Polish people: "Now this?"
posted by TheWhiteSkull at 6:16 PM on June 19, 2015


Some of these are pretty neat (I especially like this one). The concept and aesthetic remind me of a much darker Simon Stålenhag.
posted by byanyothername at 6:18 PM on June 19, 2015 [2 favorites]


This is so cool! I saw this guy's work in an imgur gallery a while back, but with no attribution. Very cool artist. Also, according to his website some of these are illustrations to accompany his fiction. Though, I don't see where that fiction is posted or available.
posted by mrbigmuscles at 6:42 PM on June 19, 2015


byanyothername beat me to the Stalenhag comparison. These guys both combine fantastic chops and remarkable imaginations.
posted by cleroy at 6:59 PM on June 19, 2015


Needs more Lincoln riding grizzly bear.
posted by hwestiii at 7:40 PM on June 19, 2015


The concept and aesthetic remind me of a much darker Simon Stålenhag.

And there, in a nutshell, is the cultural difference between Sweden and Poland.
posted by acb at 8:38 PM on June 19, 2015 [5 favorites]


When I think of Cossack Army bears, this is what comes to mind.
posted by Rumple at 10:36 PM on June 19, 2015


Thanks for posting this - I'd seen the first couple linked somewhere with some of Stalenhag's stuff, but all of it is pretty great. The Lebedenko is interesting too, halfway between old artillery carts and a tank.
posted by harriet vane at 10:43 PM on June 19, 2015


/r/ImaginaryHistory, /r/ImaginaryBattlefields, and /r/MattePainting/ are good for this sort of stuff.
posted by sebastienbailard at 11:35 PM on June 19, 2015 [3 favorites]


Marsz, marsz, Dąbrowski!

This mashes all my buttons, so excellent thank you.
posted by Meatbomb at 11:43 PM on June 19, 2015 [1 favorite]


I've seen and downloaded some Brozalski paintings of 1920s-looking mechas without knowing who the painter was. And thought they were wonderful, but couldn't go searching for more without a name, so thanks for that. (Also what I already had were small, while many of these are of quite respectable size.)

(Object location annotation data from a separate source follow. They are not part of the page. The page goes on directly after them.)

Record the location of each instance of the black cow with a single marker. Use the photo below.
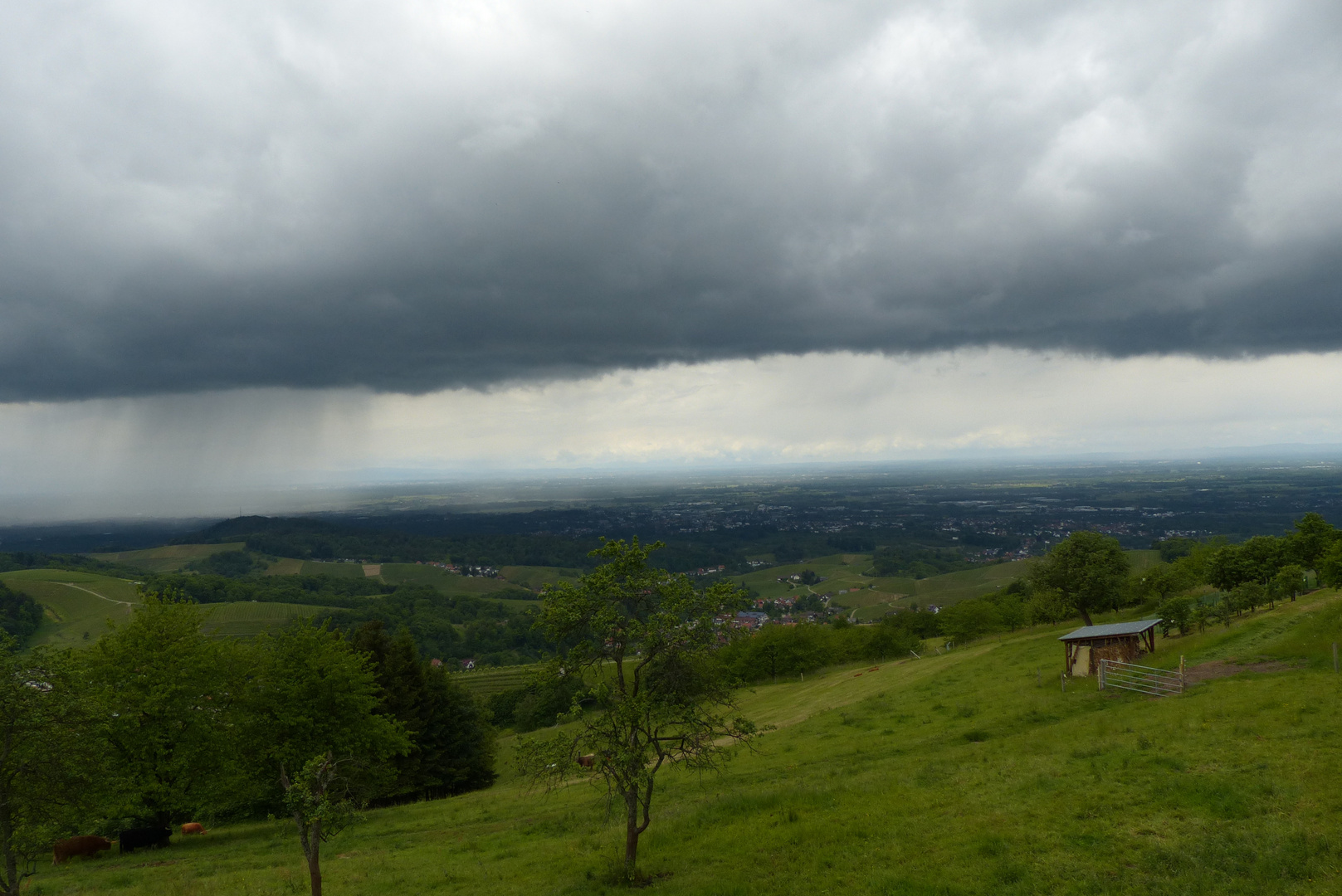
(136, 839)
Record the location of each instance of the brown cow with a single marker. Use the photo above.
(87, 845)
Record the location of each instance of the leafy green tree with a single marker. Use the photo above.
(1203, 613)
(1222, 611)
(50, 756)
(1289, 582)
(1176, 612)
(970, 620)
(885, 640)
(1311, 541)
(1164, 580)
(1174, 549)
(169, 693)
(320, 801)
(1087, 569)
(646, 643)
(1248, 596)
(1257, 560)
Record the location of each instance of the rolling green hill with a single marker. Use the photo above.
(874, 597)
(169, 558)
(967, 773)
(76, 605)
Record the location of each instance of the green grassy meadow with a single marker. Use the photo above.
(76, 605)
(169, 558)
(954, 774)
(493, 679)
(871, 597)
(248, 619)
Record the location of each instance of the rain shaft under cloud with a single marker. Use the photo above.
(412, 196)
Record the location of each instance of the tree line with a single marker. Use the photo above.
(157, 723)
(1194, 582)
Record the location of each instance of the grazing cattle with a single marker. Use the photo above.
(90, 846)
(136, 839)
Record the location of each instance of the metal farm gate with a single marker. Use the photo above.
(1144, 679)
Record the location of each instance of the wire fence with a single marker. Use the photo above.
(1144, 679)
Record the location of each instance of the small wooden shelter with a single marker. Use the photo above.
(1124, 641)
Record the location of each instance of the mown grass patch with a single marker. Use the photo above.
(168, 558)
(247, 619)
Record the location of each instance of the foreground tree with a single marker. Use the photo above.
(643, 643)
(319, 798)
(169, 693)
(1087, 570)
(315, 733)
(49, 756)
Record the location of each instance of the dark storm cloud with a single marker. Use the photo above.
(409, 196)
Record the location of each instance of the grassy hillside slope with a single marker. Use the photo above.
(76, 605)
(967, 773)
(250, 619)
(874, 597)
(169, 558)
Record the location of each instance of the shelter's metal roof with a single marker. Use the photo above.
(1114, 630)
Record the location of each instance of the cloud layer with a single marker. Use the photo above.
(411, 196)
(283, 450)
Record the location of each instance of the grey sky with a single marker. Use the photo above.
(411, 196)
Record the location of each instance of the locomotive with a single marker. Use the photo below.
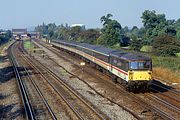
(132, 70)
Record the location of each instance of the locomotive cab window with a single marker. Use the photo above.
(144, 65)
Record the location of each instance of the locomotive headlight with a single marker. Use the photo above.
(149, 72)
(131, 75)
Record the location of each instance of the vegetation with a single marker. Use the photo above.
(4, 36)
(158, 36)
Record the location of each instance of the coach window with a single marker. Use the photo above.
(134, 65)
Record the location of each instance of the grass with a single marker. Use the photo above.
(28, 45)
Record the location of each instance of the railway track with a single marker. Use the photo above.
(162, 113)
(26, 102)
(82, 108)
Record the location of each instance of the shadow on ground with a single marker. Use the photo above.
(157, 86)
(7, 112)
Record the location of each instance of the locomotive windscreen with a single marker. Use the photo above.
(140, 65)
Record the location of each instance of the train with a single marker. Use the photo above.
(134, 71)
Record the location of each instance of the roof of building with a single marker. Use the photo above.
(19, 30)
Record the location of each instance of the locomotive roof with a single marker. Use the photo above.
(130, 56)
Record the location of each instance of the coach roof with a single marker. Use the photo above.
(130, 56)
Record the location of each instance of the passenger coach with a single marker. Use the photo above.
(132, 70)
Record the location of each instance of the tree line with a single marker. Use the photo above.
(162, 35)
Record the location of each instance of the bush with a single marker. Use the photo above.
(146, 49)
(166, 45)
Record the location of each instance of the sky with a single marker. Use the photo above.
(27, 13)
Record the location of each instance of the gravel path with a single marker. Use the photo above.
(10, 100)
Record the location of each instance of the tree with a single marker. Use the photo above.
(166, 45)
(135, 43)
(110, 32)
(154, 24)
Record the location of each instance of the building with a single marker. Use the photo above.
(34, 35)
(19, 33)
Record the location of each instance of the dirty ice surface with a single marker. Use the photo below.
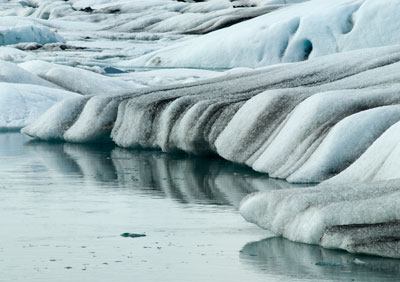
(66, 206)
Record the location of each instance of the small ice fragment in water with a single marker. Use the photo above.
(357, 261)
(113, 70)
(323, 263)
(132, 235)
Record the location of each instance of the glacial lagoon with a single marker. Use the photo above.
(65, 207)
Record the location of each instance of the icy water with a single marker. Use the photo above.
(64, 208)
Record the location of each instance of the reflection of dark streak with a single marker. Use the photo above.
(184, 178)
(283, 258)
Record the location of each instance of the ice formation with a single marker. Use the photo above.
(14, 30)
(304, 122)
(295, 33)
(322, 104)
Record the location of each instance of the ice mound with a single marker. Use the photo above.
(360, 218)
(304, 122)
(11, 73)
(21, 104)
(14, 30)
(79, 80)
(292, 33)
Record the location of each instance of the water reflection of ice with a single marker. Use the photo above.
(184, 178)
(284, 258)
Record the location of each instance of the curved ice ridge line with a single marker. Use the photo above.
(304, 122)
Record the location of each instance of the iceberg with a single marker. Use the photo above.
(21, 104)
(313, 98)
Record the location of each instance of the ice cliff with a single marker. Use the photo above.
(320, 103)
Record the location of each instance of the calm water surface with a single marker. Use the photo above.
(64, 206)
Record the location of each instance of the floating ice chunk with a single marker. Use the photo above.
(303, 215)
(12, 73)
(79, 80)
(95, 122)
(28, 33)
(52, 124)
(374, 239)
(308, 124)
(292, 33)
(21, 104)
(379, 162)
(346, 142)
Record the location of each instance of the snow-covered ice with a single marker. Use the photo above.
(305, 91)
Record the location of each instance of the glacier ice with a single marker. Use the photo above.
(321, 105)
(295, 33)
(331, 215)
(21, 104)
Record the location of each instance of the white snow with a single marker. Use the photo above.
(295, 33)
(313, 97)
(21, 104)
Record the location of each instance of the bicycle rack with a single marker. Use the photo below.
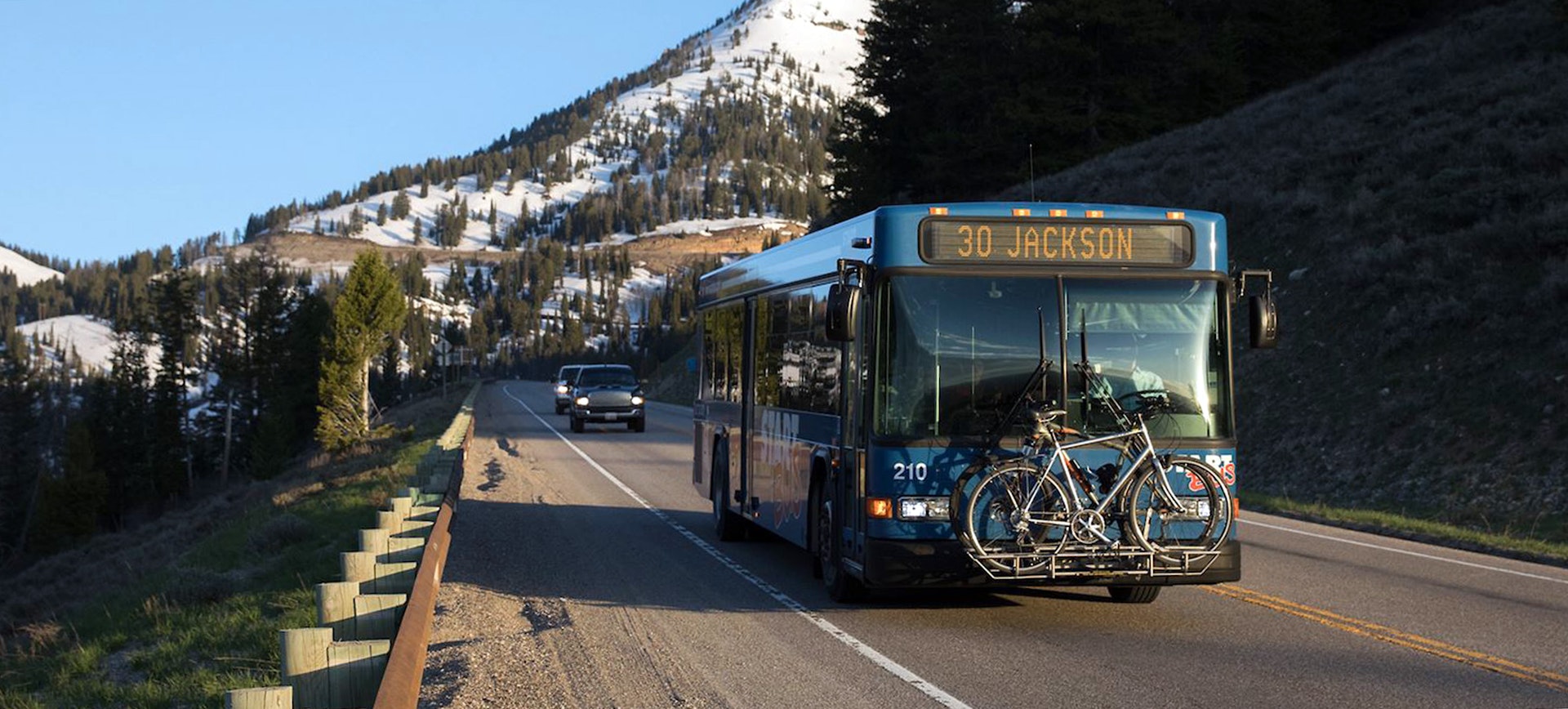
(1090, 562)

PS thanks also for the link to the Jerzy Kossak gallery. Poking around on that site turned up galleries for Juliusz and Wojciech Kossak also. I hope it's not too much of a derail but this thread may be my best chance to get the answer to what has been a nagging mystery to me for some time. If anyone who is actually Polish or has knowledge of Polish history drops in, would you please check out this painting by Wojciech K. and tell me what incident is being depicted? Who are the partizan-looking fighters, and who is the lady with the rifle-stocked pistol? The original filename (before Imgur had its way with it) was WojciechKossak--Orleta-obronacmentarza1926.jpg, if that helps any. Thanks very much for any clues!

Returning to Brozalski--considering the photos of huge/bizarre/wondrous Soviet experimental aircraft and weapons that turn up, those period-piece mechas made me wonder whether there might be a graveyard of rusting 1920s era clanking two-leggers just like these out there somewhere, just waiting for a photographer from englishrussia to find them and document them for posterity. (And hope!)
posted by jfuller at 3:05 AM on June 20, 2015


Thanks very much for any clues!
Here you are.
posted by elgilito at 5:16 AM on June 20, 2015


[Artist's name typo fixed by request from OP]
posted by taz (staff) at 5:16 AM on June 20, 2015


> Here you are.

Thank you, elgilito. That scratches a mental itch of long standing. (And respect to the Eaglets.)
posted by jfuller at 5:36 AM on June 20, 2015


The images are all really cool, but the Lebedenko was the most interesting part of this post, for me. It makes me wonder how many other crazy steampunk machines were prototyped in the early 20th century.